Between races, the clinical depression that Tyburski had experienced since he was 20 years old would reappear. He would have been mentally crashed, in debt, overeating, and berating himself for times he could have tried harder. In a desperate attempt to get back to purpose, he compulsively enrolled in more ultramarathons in rapid succession, providing temporary relief. That is also familiar to me. When I finish a book, on some subject that I have come to embody for two years, I have an identity crisis and desperately search for the next big project.

We are rewarded when we aim for goals. Dopamine released when we anticipate achieving or acquiring something, motivates us toward behaviors that are necessary for survival, but researchers have found that gamers get a higher dose of dopamine of a quasi failure than of a victory. Winning and scoring is, in other words, a comparative disappointment after the thrill of the chase.

Another ultra-runner I interviewed, Charlie Engle, a crack user before he became an athlete, told me: “The best thing I ever felt about drugs was actually the acquisition of the drug … Once the binge starts, it’s all downhill from there. “Engle also designs his own epic careers these days, and sees a parallel in the purchasing of a drug and the career planning stage. .

So how do we avoid the inevitable downfall? Kieran Setiya, professor of philosophy at MIT and author of Midlife: A Philosophical Guide, clearly a man with some missions, has taken Aristotle’s initiative to propose the idea that we need both telic (taken from the Greek word telos, which means “goal”) athletic activities and activities in our lives.

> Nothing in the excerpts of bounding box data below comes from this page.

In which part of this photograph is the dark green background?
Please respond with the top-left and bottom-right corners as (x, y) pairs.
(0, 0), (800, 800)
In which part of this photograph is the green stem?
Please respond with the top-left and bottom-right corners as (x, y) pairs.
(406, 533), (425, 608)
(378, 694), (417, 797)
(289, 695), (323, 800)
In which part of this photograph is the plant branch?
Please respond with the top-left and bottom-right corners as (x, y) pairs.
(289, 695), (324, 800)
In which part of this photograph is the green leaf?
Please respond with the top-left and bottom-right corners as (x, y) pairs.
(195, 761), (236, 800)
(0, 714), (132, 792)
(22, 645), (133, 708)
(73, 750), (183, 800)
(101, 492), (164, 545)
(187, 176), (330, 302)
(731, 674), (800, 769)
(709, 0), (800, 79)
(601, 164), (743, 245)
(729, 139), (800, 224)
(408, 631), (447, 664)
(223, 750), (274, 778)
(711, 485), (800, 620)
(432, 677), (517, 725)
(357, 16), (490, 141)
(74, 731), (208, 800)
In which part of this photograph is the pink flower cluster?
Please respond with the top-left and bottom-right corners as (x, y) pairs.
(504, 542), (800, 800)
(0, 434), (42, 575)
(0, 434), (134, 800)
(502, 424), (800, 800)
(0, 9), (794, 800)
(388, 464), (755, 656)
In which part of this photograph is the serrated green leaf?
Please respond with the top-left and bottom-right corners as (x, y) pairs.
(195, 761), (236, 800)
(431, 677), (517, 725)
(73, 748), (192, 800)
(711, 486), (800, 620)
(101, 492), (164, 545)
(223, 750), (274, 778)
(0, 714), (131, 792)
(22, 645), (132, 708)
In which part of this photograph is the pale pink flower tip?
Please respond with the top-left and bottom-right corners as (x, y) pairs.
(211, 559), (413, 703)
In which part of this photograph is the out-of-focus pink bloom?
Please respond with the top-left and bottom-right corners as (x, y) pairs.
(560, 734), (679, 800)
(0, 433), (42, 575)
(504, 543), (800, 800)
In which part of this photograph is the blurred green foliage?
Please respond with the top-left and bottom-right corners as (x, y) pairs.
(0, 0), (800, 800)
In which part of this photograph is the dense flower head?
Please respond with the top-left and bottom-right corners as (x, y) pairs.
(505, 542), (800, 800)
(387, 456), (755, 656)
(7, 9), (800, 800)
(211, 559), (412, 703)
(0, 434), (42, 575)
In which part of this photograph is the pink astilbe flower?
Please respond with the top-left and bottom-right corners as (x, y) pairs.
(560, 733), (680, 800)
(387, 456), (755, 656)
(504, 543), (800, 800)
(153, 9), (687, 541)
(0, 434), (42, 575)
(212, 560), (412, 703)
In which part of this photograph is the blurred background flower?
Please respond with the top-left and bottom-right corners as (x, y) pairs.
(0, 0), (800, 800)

Athletic activities are things that we do without fanfare, simply for pleasure, that do not have an end point. They can be enjoyed in the present and can offer more wellness-oriented growth. Singing, gardening, hiking, learning a language, playing sports just for fun – these are all athletic pursuits, as long as you don’t incorporate some kind of mission statement.

Older woman gardening at her home in Perth, Australia.
As long as you don’t suddenly start targeting personal best marks in gardening, athletic pursuits can be seen as complementary to more important goals. Photograph: SolStock / Getty Images

I looked at my life and realized that I don’t have any atelic activity. I’m also not thrilled at the idea of ​​accepting any. In her book, Setiya cautions that some need a shift in perception to see the value of athletic activities.

Tyburski tells me that he has had many conversations over the years with highly motivated people about the unfathomable idea of ​​doing things for sheer pleasure. So he tries, but finds that when he does something athletic, he eventually realizes that he is feeding off his main goal-driven quest. Give the example of the kitchen.

“I love it and can absorb myself in it, but as an athlete and coach, it is nutritious for my body, as well as helping me to feed and repair, and it helps me to establish new recipes that can be useful to pass on to my clients,” he said. Points out.

Book Cover Everything Harder Than All Others

But maybe that’s a viable solution for people who can’t bear not to “do it.” With a little vigilance in our athletic activities to make sure we don’t suddenly start targeting the personal best marks in gardening, perhaps we can see them as a gentle addition to our main hustle and bustle.

These goal-oriented people are good at alternative solutions.